Che cinico stratega, Deschamps! Illude l'Albania facendole credere di non essere interessato ai tre punti, a vittoria o gioco, a vittoria con gioco, e invece aveva solo nascosto i suoi assi nella manica. Si fa per dire: in panca. Illude un popolo affamato di gloria pallonara, un pareggio al Vélodrome strappato alla grande Francia sarebbe un'impresa da raccontare a nipoti, bisnipoti, trisnipoti. Una fiaba che si tramanderebbe di generazione in generazione sino alla fine dei tempi.
Eroi mancati, ma eroici |
Macché. Deschamps può concedersi il lusso di togliere Pogba e Griezmann dalla formazione di partenza; può divertirsi a mettere in campo una squadra sgangherata e impotente; quanto a Pogba, lui (Didier) di quel che pensa Raiola se ne infischia, vadano pure a picco le sue quotazioni ("se il miglior giocatore di Francia non è titolare nella Francia, non può essere il miglior giocatore di Francia, e dunque non può valere quello che dice Raiola, quel che dice transfermarkt, quel che dicono i media"), e poi Griezmann è stanco, un'annata col Cholo toglie minimo quattro-cinque anni di carriera a ciascun giocatore. E poi i Bleus avevano già vinto la prima partita, qualificazione in cassaforte, si fanno esperimenti. Lo sguardo terrorizzato di Rami sui primi palloni capitati dalle sue parti, nell'area francese, la dicono però lunga sul grado di autostima dei cugini. E' basso. Quello di Rami è bassissimo. Non azzeccano una giocata decente, una combinazione, un'azione, non tirano in porta per 45 minuti, non pressano se non un paio di volte. Rischiano di subire. Cose impensabili.
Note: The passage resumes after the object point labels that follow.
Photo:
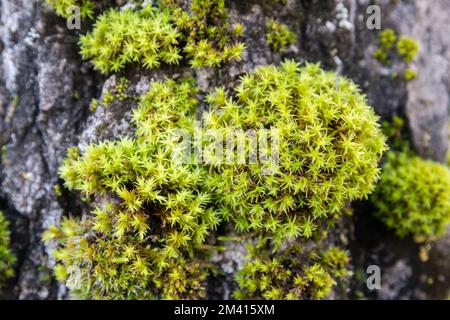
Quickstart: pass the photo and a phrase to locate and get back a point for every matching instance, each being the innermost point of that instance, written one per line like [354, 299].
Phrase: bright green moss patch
[162, 34]
[146, 36]
[279, 36]
[7, 258]
[407, 48]
[139, 245]
[64, 8]
[147, 236]
[281, 276]
[329, 142]
[387, 40]
[403, 47]
[206, 31]
[413, 196]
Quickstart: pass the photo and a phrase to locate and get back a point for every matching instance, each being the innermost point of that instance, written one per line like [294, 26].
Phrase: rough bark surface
[46, 89]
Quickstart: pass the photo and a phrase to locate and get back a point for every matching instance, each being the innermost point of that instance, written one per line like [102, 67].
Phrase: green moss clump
[146, 236]
[413, 196]
[146, 36]
[7, 258]
[63, 8]
[408, 48]
[279, 36]
[330, 143]
[206, 32]
[282, 276]
[410, 74]
[142, 243]
[154, 35]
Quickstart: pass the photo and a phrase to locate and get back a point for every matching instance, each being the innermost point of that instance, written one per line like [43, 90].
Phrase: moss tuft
[280, 276]
[279, 36]
[7, 258]
[413, 196]
[329, 145]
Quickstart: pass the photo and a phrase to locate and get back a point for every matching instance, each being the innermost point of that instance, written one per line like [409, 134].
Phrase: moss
[147, 236]
[413, 196]
[118, 92]
[403, 47]
[162, 34]
[387, 39]
[64, 8]
[279, 36]
[280, 276]
[143, 246]
[7, 258]
[407, 48]
[329, 146]
[206, 31]
[410, 74]
[146, 36]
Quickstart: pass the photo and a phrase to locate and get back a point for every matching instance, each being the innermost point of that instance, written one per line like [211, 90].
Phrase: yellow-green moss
[7, 258]
[279, 36]
[413, 196]
[282, 276]
[165, 33]
[146, 237]
[330, 143]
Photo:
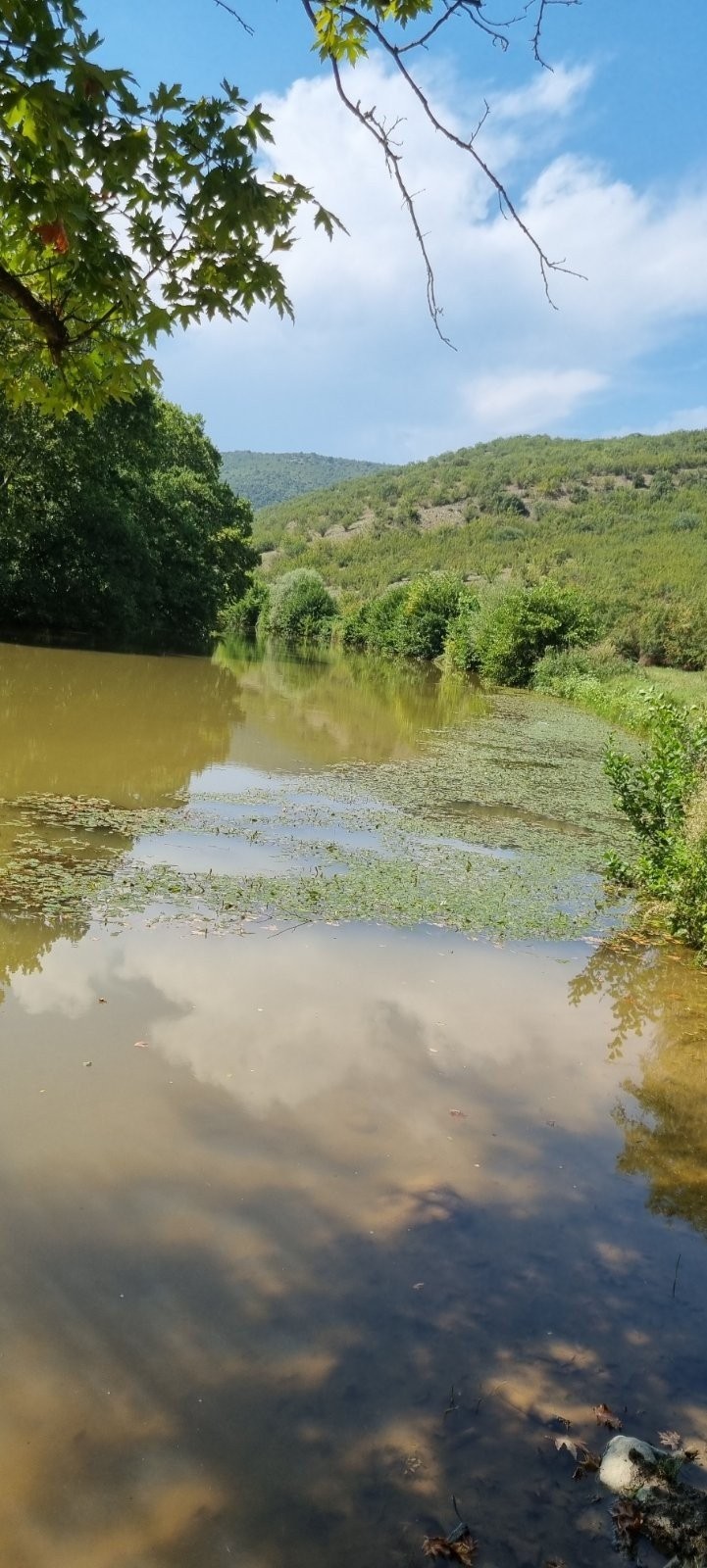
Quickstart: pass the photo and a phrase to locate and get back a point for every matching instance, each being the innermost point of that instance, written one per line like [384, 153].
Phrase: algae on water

Il tocco lieve di Griezmann |
Poi, la svolta. Entra Pogba, non fa nulla ma la sua presenza totemica incendia la folla. Solo che inciampa sulle margherite, sembra Rivera a Stoccarda nel '74, pare abulico, fuori posizione e fuori forma. Insomma, non facciamola troppo lunga. La Francia vince solo perché gli albanesi non reggono per 90 minuti ma solo per 89, e naturalmente è Griezmann che - dopo le inzuccate alla viva il parroco di Giroud - mostra quanto sia facile per un giocatore di classe e nella solitudine dell'area di rigore (spazio ormai largo, presidiato da difensori senza più il fiato e la forza per rubare i tempi e stringere le marcature) girare delicatamente il pallone di tempia e conferirgli un'angolazione impossibile da raddrizzare per qualsiasi portiere. Poi arriva anche il raddoppio, ma è del tutto superfluo, uno di quei gol che di solito segnano Cristiano Ronaldo o Podolski, e stavolta tocca a Payet.
Il calcio dell'europeo non è quello della Champions League. Le super-squadre qui non ci sono, le grandi sembrano tutte in fase di transizione - calante la Germania, non certo scintillante la Spagna, in costruzione la Francia (lavoro che pare tutt'altro che compiuto). E fra esse poche si reggono su blocchi di giocatori prestati da un unico club. Ieri sera, all'inizio, la Francia ha schierato un mosaico assoluto: undici tessere sottratte a undici mosaici diversi. Così, ci sono rose di maggiore o minore qualità, e il lavoro dei tecnici può (e deve, o almeno dovrebbe) fare la differenza. Ne sta sortendo un calcio quasi 'antico', cui non siamo più abituati. Di equilibrio e di grande applicazione tattica - soprattutto, è ovvio, da parte di quelli che alla modestia tecnica sopperiscono con umiltà e corsa e agonismo. L'Albania ha perso due partite, poteva tranquillamente pareggiarle, verrà probabilmente eliminata. Ma ha mostrato di non partecipare abusivamente al ballo, dove l'ha portata un maestro italiano di esperienza, uno dei tanti che noi sottovalutiamo ed esportiamo, affascinati dal fascino di chi sa vendersi meglio.